La normativa prevede che l’osservanza del divieto in questione sia oggetto di vigilanza nell’ambito delle ordinarie attività di controllo dell’Agenzia delle Entrate e della Guardia di Finanza.

L’Agenzia ha ricordato che il divieto di compensazione riguarda esclusivamente i crediti relativi ad imposte erariali e opera qualora vi siano debiti iscritti a ruolo per imposte erariali e relativi accessori.

L’Agenzia, a tal proposito, ha precisato che tra le imposte che impediscono la compensazione rientrano anche l’Irap e le addizionali ai tributi diretti. Inoltre, tra i debiti iscritti a ruolo rientrano anche quelli per le ritenute alla fonte relative alle tipologie di imposte compensabili. Invece, devono essere esclusi dai debiti che fanno scattare il divieto di compensazione i contributi e le agevolazioni erogati a qualsiasi titolo sotto forma di credito d’imposta.

Riguardo agli accessori, tali sono le sanzioni e gli interessi, ma anche le altre spese collegate al ruolo, come quelle relative alla notifica ed alle procedure esecutive sostenute dall’agente della riscossione.

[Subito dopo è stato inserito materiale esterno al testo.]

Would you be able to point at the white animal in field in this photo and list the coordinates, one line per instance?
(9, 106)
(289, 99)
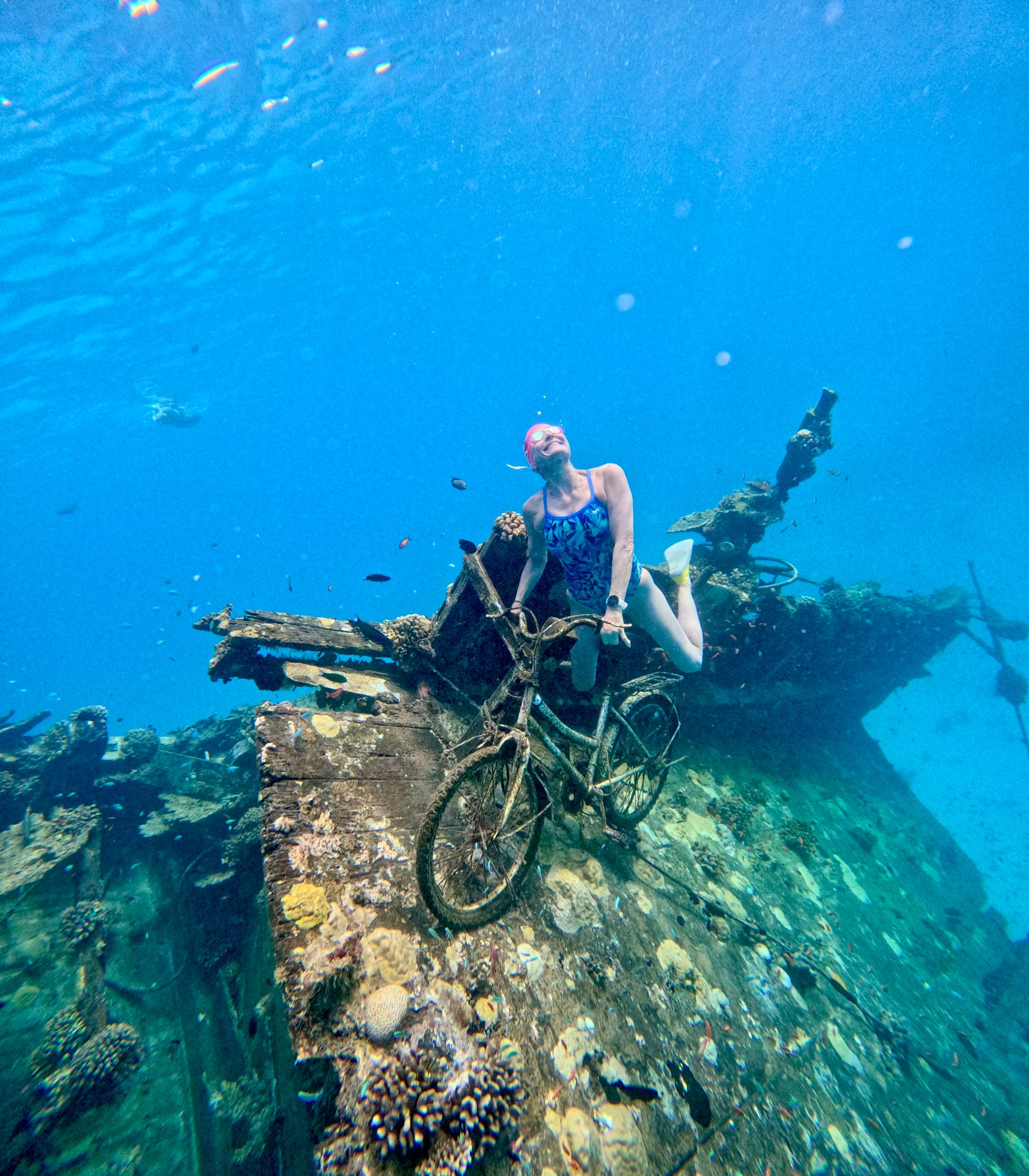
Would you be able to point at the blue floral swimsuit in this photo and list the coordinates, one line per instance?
(583, 545)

Con riguardo ai ruoli che impediscono la compensazione. l’Agenzia delle Entrate ha precisato che il divieto di compensazione opera per le cartelle di pagamento notificate successivamente al 1° gennaio 2011, ma anche per le cartelle notificate in precedenza per le quali sia scaduto il termine di pagamento. I ruoli possono essere sia ordinari che straordinari ed a titolo definitivo o provvisorio. Ciò che rileva è esclusivamente la scadenza del termine di pagamento del debito iscritto a ruolo.

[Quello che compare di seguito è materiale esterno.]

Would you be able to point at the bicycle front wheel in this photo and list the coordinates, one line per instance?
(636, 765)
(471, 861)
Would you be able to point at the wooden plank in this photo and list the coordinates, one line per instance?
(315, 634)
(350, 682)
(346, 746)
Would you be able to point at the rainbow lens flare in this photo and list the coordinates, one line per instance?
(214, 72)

Importante è rilevare che il divieto di compensazione non opera in caso di ruoli sospesi.

Nel caso di debiti per i quali sia stata concessa una rateazione, l’Agenzia precisa che se il mancato pagamento riguarda una sola rata, il piano di rateazione è ancora valido e solo la rata scaduta verrà computata nell’ammontare complessivo dei debiti iscritti a ruolo scaduti, al fine del raggiungimento del limite di 1.500 Euro. Se, invece, il mancato pagamento riguarda la prima rata o due rate, il piano di rateazione viene meno e l’intero importo dovuto è iscritto a ruolo ed è immediatamente riscuotibile e, quindi, per calcolare se opera il divieto di compensazione si considera l’importo complessivo del debito non pagato.

In caso di debiti iscritti a ruolo nei confronti del fallito che siano maturati in precedenza all’apertura del fallimento, non è impedita la compensazione tra i crediti ed i debiti erariali formatisi nel corso della procedura concorsuale.

Per verificare la presenza di debiti iscritti a ruolo che potrebbero impedire la compensazione, viene data come indicazione quella di accedere al sito dell’Equitalia e, in particolare, alla sezione dedicata al proprio Estratto conto Equitalia, così da avere a disposizione l’elenco delle cartelle e degli avvisi di pagamento relativi al proprio codice fiscale o alla propria partita Iva. Tale elenco può essere richiesto anche presso gli sportelli dell’agente della riscossione.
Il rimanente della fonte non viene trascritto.